(BIVN) – Crews were busy on Friday, high atop the lava flow that cut Highway 137 during the recent lower East Rift Zone eruption of Kīlauea Volcano.
At approximately 10:45 p.m. HST May 19, a lava flow from the fissure eruption in Leilani Estates crossed the highway at the 13-mile marker and entered the ocean, between Pohoʻiki Bay and MacKenzie State Park. That flow became inactive and later, a more voluminous flow from Fissure 8 formed a different ocean entry at Kapoho, destroying the entire village by the sea. The area between the two lava flows – including several homes and the treasured Isaac Hale Beach Park at Pohoʻiki – became isolated.
The effort to reclaim the south-side of the Highway 137 lava flow got underway suddenly and with little fanfare. There was no announcement from Hawaiʻi County officials. In a Facebook post, Ikaika Marzo reported that Sanborn General Contractors is doing the job. A blessing was held at the location before work began.
A Hawaiʻi County spokesperson later said that the effort will result in an emergency road through 1 mile of lava, and will be for the use of residents and landowners only. Officials estimate the project could take “several weeks”, or less. Eventually, the new path will provide access to Isaac Hale Beach Park. There is currently no water service to the park, the county says.

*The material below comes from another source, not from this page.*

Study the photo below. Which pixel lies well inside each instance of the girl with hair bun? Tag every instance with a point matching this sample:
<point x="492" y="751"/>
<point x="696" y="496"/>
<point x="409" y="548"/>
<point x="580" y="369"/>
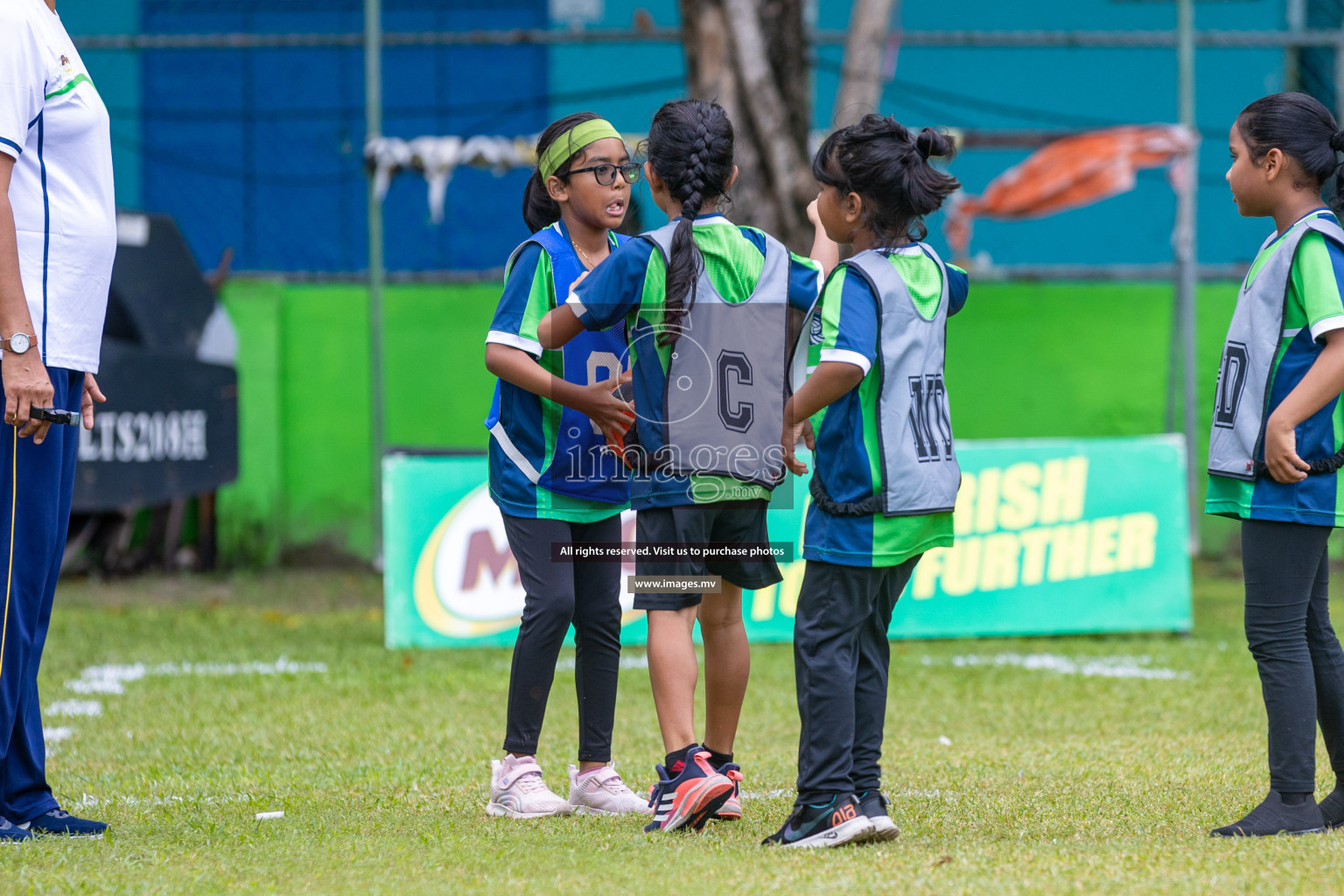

UPDATE: Hawaiʻi County Public Works Deputy Director Merrick Nishimoto confirmed that the emergency road will be built on top of the flow, as opposed to cutting a path directly through the large wall of ʻaʻa lava. Nishimoto said this will save money and avoid potential problematic encounters with hot rock, since lava is such an effective insulator. More permanent solutions will be considered in the future.